18th December 2015
Companies are increasingly looking for and turning to efficient methods of concluding contracts, whether it is the use of counterparts exchanged online or ‘click to accept’ boxes on their websites. Common law requires only four elements for a valid contract to be entered into: offer, acceptance, consideration and intention to create legal relations. As long as these elements are present, concluding contracts using digital signatures should be seen as a natural evolution and perfectly effective method of contracting in the digital age.
A click-wrap agreement or licence is a common type of online contract that confirms a user’s consent to a company’s terms and conditions when purchasing or using a product or service. Generally, such agreements require the end-user or customer to click an “ok” or “I agree” button or to tick a box on a pop-up window or dialog box to be bound by the terms and conditions. On the other hand, the customer can indicate a rejection of the terms by clicking on the “cancel” button or closing the relevant window, which will indicate his refusal to enter into a contract with the provider of the goods or services.
Click-wrap agreements offer companies selling goods and/or services over the internet protections beyond those afforded by whatever intellectual property rights the company has in the goods or service. The agreements are commonly used when companies wish to ensure that their preferred position in respect of implied warranties, limitations on financial liability or the remedies available for breach of contract and/or governing law and jurisdiction prevail in their relationship with the other party.

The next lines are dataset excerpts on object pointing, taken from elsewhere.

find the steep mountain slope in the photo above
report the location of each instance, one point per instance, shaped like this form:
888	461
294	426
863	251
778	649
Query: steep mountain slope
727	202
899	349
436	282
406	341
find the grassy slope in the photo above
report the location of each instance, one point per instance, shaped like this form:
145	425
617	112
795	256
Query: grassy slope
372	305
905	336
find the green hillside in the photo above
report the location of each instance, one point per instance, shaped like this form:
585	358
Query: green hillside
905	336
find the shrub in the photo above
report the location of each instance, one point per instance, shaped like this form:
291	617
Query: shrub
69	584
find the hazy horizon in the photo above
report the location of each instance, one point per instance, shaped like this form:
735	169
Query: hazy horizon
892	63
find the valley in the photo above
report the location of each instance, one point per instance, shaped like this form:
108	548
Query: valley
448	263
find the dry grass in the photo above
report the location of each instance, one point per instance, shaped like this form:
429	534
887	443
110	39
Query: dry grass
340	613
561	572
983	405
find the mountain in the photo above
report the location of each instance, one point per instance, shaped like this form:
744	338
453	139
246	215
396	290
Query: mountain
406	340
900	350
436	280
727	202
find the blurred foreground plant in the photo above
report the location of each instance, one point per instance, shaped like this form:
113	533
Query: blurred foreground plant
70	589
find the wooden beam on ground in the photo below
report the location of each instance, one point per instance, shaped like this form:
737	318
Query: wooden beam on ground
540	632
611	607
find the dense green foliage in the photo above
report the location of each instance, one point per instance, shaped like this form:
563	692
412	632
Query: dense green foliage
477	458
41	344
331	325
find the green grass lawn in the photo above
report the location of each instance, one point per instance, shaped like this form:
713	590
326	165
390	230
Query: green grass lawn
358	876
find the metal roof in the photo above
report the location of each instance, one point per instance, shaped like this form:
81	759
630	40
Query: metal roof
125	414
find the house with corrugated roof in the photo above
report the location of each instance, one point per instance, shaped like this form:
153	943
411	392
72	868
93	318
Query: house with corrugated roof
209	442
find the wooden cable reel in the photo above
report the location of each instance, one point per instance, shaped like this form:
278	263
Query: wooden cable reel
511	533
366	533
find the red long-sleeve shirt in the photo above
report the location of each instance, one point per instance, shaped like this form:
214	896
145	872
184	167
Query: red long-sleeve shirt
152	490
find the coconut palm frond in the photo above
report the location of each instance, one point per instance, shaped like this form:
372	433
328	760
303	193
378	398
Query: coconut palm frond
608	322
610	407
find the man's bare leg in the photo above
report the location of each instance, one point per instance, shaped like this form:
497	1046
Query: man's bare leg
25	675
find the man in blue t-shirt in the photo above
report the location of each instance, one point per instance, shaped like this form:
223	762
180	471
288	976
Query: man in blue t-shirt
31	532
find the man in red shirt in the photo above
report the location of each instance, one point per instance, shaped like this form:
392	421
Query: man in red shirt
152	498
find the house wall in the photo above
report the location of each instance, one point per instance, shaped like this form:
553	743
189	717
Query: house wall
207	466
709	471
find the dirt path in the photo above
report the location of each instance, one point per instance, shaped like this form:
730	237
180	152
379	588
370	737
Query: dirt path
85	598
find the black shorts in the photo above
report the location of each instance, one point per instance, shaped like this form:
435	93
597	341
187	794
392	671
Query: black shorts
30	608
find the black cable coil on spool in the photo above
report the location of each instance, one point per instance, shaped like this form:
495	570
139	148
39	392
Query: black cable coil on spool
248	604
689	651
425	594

It is impractical for many companies to have separately negotiated agreements with each customer. With the volume of traffic commercial websites hope to obtain, companies generally do not want the burden of separately coming to an agreement with every customer.
On the other hand, the vast majority of customers prefer convenience and ease when using the internet, not wanting or expecting to have to spend time and effort negotiating terms of use before purchasing or using goods and/or services.
Using click-wrap agreements tends to discourage even large purchasers from insisting on individually negotiated terms and conditions. In practice, this has the effect of increasing the bargaining position of the company providing the goods and/or service vis-a-vis the customer.
The key issue in the UK is the proper incorporation of the terms and conditions in the resulting contract. A company’s standard terms will only be incorporated into the contract, and, therefore, be legally binding on the customer, if the terms are brought to the customer’s attention before the contract is made. It is therefore imperative that the customer is able to access, read, scroll through and even download the terms before he or she agrees to the terms and conditions (i.e. by clicking an “I agree” button or ticking a box).
In a business-to-consumer context, a company should also be aware that if any of its terms and conditions contain any information that the company is required to provide consumers pre-contractually under the Consumer Contracts (Information, Cancellation and Additional Charges) Regulations 2013, those terms should be easily accessible through a prominent link from the company’s general web and product pages. In The consumer should not be made to go through the order process to access them.
This potential problem generally appears in a business-to-business (B2B) context. In this scenario, the online merchant must be careful to ensure that the individual clicking to accept the terms and conditions has the authority to act on behalf of the company using or purchasing the goods and/or the service. This could be achieved by including a specific reference in bold warning the customer that if he or she is contracting on behalf of a company, by clicking the “I agree” button or ticking the relevant box, the customer is confirming that they are authorised by the company to enter into the relevant agreement.
______________________
[1] El Majdoub v CarsOnTheWeb.Deutschland GmbH (C-322/14) EU:C:2015:334; [2015] I.L.Pr 32.